My Tortoise, My Teacher

My Tortoise, My Teacher

Now that Mycroft has emerged from an abnormally long hibernation, the Coleman household can exhale and proceed with spring. Wife Kathy and I were worried that he had gone on to glory, but for one detail. His terrarium passed the sniff test. A Russian tortoise, even one the size of a teacup saucer, is going to befoul his surroundings if the repose goes permanent.

Mycroft (always with some mystery debris on his grim face)

A couple of facts about our resident herbivore:

  1. We know that Mycroft is a male thanks to his tail, which is long, thick and curved, compared to the female’s stubby counterpart. Also, the veterinarian said so.
  2. If you see a tortoise and toss it in a pond, don’t. A tortoise, be it Russian, Greek, Moorish or otherwise, is a land reptile. Mycroft enjoys a long winter’s nap, but he would not choose to “sleep with the fishes,” as Luca Brasi did in The Godfather.
  3. I want animals at the Coleman house to be content, and my casual research indicates that Mycroft is fine in his solitude. Opinions are mixed on Russian tortoise sociability. Our low-maintenance pal could experience ennui, but I’m convinced that he is a glad hermit.

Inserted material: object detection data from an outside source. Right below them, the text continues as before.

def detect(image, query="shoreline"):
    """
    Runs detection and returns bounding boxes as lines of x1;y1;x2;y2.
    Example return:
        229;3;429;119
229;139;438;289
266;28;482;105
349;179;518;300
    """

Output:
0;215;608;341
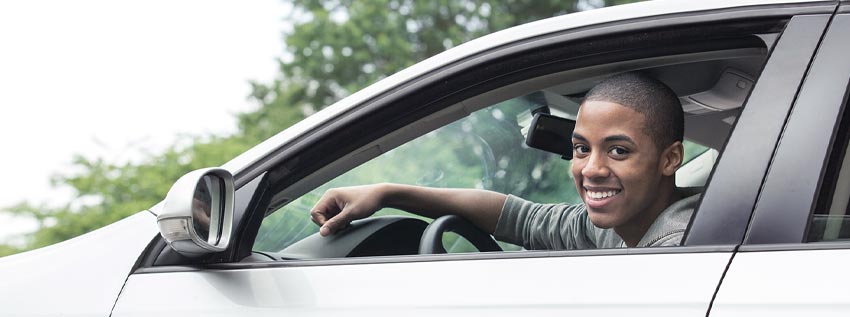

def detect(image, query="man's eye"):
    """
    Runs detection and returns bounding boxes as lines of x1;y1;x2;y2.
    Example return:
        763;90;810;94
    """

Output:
573;144;590;154
608;146;629;156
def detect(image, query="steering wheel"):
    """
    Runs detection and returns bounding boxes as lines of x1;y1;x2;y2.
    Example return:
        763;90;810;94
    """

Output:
419;215;502;254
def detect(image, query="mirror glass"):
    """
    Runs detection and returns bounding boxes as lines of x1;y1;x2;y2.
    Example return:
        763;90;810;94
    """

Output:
525;113;576;160
192;175;224;245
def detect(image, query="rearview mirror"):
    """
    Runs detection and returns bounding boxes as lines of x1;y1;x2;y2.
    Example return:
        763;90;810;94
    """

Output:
525;112;576;160
156;168;235;257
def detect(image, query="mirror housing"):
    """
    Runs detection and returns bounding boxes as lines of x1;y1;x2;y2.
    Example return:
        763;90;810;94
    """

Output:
525;112;576;161
156;168;236;257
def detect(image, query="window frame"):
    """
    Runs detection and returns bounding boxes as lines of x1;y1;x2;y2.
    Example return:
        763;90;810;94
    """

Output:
742;14;850;247
132;4;833;271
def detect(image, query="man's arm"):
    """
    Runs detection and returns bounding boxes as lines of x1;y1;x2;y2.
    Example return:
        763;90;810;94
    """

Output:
310;184;507;236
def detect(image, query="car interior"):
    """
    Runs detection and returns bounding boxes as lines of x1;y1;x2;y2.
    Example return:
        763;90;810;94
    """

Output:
237;34;776;262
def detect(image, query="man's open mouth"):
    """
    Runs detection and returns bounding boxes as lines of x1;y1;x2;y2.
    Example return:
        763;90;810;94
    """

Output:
584;188;623;199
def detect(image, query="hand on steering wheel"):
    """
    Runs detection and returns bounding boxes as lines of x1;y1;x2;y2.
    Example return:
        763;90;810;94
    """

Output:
419;215;502;254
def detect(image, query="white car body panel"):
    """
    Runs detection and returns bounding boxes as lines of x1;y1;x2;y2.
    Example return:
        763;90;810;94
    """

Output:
222;0;812;180
711;250;850;317
112;252;731;317
0;211;159;316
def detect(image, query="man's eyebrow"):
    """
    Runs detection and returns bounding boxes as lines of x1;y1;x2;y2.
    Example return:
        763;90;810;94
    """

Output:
605;134;635;144
573;132;587;142
573;132;635;144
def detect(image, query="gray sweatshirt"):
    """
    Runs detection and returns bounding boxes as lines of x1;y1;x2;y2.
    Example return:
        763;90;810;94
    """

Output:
493;188;700;250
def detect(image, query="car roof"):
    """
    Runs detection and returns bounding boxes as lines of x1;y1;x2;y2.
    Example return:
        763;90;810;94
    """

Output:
222;0;815;174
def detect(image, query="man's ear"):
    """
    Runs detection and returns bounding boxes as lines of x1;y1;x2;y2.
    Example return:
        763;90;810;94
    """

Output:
660;141;685;176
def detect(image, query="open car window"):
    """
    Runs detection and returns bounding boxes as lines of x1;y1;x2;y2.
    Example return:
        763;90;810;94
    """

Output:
254;84;736;259
247;21;776;259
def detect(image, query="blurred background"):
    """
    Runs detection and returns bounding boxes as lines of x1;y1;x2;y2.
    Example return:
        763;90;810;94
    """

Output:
0;0;634;256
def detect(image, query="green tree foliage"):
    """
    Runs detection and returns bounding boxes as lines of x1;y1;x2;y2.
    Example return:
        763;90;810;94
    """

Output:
0;0;631;256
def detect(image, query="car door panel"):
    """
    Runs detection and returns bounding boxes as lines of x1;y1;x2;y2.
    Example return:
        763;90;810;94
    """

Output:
709;249;850;317
113;250;731;316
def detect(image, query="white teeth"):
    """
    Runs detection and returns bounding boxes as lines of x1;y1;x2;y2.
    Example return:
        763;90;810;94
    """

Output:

And why not? Adopted from a family whose ministrations had wavered, he graduated from lodgings roughly 1’ x 2’ and extreme isolation to 3’ x 4’ accommodations and frequent contact with insufferably cheerful Homo sapiens. Kathy greets him each morning with, “Well, hello, Mycrofty”—a cutie-pie handle for a grim-faced gentleman. She tosses dandelions into his space, waits for him to approach and strokes his head with a fingertip. What could be more agreeable?

Mycroft enjoys a gentle caress on the head.

Our living conversation piece is named after a fictional detective’s brother. In short stories by Arthur Conan Doyle, Mycroft Holmes’ powers of deduction exceed those of his younger brother Sherlock, but “he would rather be considered wrong than take the trouble to prove himself right.” By coincidence, he takes his snuff from a tortoise-shell box at the Diogenes Club, where the most “unclubbable” men in London refrain from conversation. Not only does our armored slowpoke occupy an outsized portion of the dining room, but in warm weather he roams a 6’ x 8’ pen in the backyard. Kathy weeded and seeded the habitat yesterday, which is fair, I suppose. Not only does Mycrofty stand a good chance of surviving his adoptive parents—he can live for fifty years—but he earns his keep in unexpected ways.

View out my hut door–Buddhas embracing Mycroft’s summer digs

For one thing, a pet that hibernates makes winter vacationing a snap. No boarding needed, no guilt, as with a dog, over separation anxiety. Awake or sleeping, bored or engaged, disgruntled or delighted, Mycroft abides. He could stand in for the Chinese farmer in an ancient parable. Ever so briefly:

A farmer’s horse runs away. His neighbors arrive to console him. He responds, “Good, bad, who can say?”

Days later the horse returns with two others. “What great luck!” his neighbors say. His answer: “Good, bad, who can say?”

While trying to tame one of the horses, the farmer’s son is bucked and breaks his leg. “Oh, how sad,” the neighbors say. The farmer’s reaction remains the same.

Soon thereafter the nation’s army comes to round up troops to serve in battle. The son is incapacitated and spared the danger of war. Of course, the farmer is steadfast.

The moral is obvious. Anyway, the only reminder I need of The Parable of the Chinese Farmer is a glance at Mycroft’s countenance. “Don’t get yourself in a lather, John,” he may as well say. Message received.

The most counterintuitive guidance our quiet comrade has given me regards partying. In short, many social gatherings and celebrations leave this recent retiree crotchety. Not sure why. Maybe it’s that the ground of even innocent encounters is currently strewn with eggshells. Alas, adulthood often comes with a simple obligation: Like it or not, show up. In such cases, I imitate Mycroft, and all is well with my soul.

Amidst those gathered, I find an open seat. As my girth sinks into the armchair or couch, the reptile within me hunkers in safety. If somebody brings me a drink, I nod slightly and mouth “thank you.” If a bouquet of dandelions or some other salad arrives, I won’t say no. If the host happens by and passes a finger over my forehead, I feign pleasure. Most important, when controversial topics arise, I become a Russian tortoise. Lacking a shell, I raise my shoulders up around my ears, slouch in place and keep vigil. Everybody can see the whites of my eyes.

Mycroft has taught me well. I relax and mind my manners. I love this life of mine, but I’ve yet to figure out how to achieve our tortoise’s tour de force. Ah, to nap for five or six months each year.

Mycroft and Obi-Wan catching up after hibernation.